Le salarié d'un sous-traitant d'EDF s'est vu refuser l'accès à un site de Nogent-sur-Seine par la préfecture de l'Aube. Il a saisi le tribunal de Châlons-en-Champagne, qui a renvoyé lundi sa décision à la fin août.

Article rédigé par Jéromine Santo-Gammaire
France Télévisions
Publié Mis à jour
Temps de lecture : 4min
Un ingénieur musulman s'est vu retirer son autorisation d'accès aux centrales nucléaires où il travaillait.  (DIRK WAEM / BELGA / AFP)

Il espérait retrouver son autorisation, mais il devra encore attendre. Salarié depuis deux ans d'un sous-traitant d'EDF, un ingénieur de 29 ans s'est vu refuser en mars l'entrée à la centrale nucléaire de Nogent-sur-Seine. La préfecture de l'Aube a, en effet, donné un avis défavorable, sans justifier cette décision. Mais pour ce musulman pratiquant, pas de doute, il est victime de discrimination.

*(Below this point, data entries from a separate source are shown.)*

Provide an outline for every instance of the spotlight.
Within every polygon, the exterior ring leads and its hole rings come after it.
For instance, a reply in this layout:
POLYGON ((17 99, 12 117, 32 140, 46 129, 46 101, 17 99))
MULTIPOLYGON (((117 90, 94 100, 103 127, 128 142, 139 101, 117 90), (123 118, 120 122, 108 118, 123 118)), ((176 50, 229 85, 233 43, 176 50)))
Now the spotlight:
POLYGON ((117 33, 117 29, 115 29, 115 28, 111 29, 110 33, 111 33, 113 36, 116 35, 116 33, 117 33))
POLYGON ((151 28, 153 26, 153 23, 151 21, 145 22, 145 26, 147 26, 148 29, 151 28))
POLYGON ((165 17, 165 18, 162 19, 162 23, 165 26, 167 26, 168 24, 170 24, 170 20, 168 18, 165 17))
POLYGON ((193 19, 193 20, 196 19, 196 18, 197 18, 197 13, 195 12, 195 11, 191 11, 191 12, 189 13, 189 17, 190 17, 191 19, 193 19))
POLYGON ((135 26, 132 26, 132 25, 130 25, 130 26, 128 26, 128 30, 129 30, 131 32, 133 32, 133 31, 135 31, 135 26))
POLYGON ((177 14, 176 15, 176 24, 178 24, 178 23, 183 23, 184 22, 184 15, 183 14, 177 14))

Défendu par le Collectif contre l'islamophobie en France (CCIF), le technicien s'est engagé dans une bataille judiciaire pour sauver son emploi et contestait cette interdiction d'accéder à la centrale, lundi 18 août, en procédure d'urgence devant le tribunal administratif de Châlons-en-Champagne. La décision a finalement été renvoyée à une audience collégiale devant se tenir à la fin août.

L'avis de la préfecture couvert par le secret-défense

Employé depuis 2012 dans son entreprise, cet ingénieur chef de projet, chargé de la maintenance des centrales nucléaires, avait pourtant obtenu l'autorisation d'accès les deux années précédentes. "Il ne s'est absolument rien passé entre 2013 et 2014, soutient l'avocat du plaignant. On ne nous a fourni aucun élément précis relatif au comportement de mon client qui le jugerait incompatible à l'accès aux centrales nucléaires. D'autant que, dans sa société, il s'agit d'un très bon élément, respecté." L'avocat critique le flou qui entoure la décision de la préfecture car l'avis défavorable, couvert par le secret-défense, n'a pas été motivé.

Dans son entreprise et sur son lieu de travail, tout le monde savait, que le jeune ingénieur était de confession musulmane. "Il pratique le ramadan, il demande les jours fériés pour les fêtes de l'Aïd et puis il porte un nom à consonance arabe..., détaille maître Sefen Guez Guez. Aujourd'hui, nous ne pouvons rien certifier, mais il est à craindre que l'atmosphère islamophobe qui règne en France ces derniers mois ait pu peser sur des agents de l’Etat vis-à-vis de mon client."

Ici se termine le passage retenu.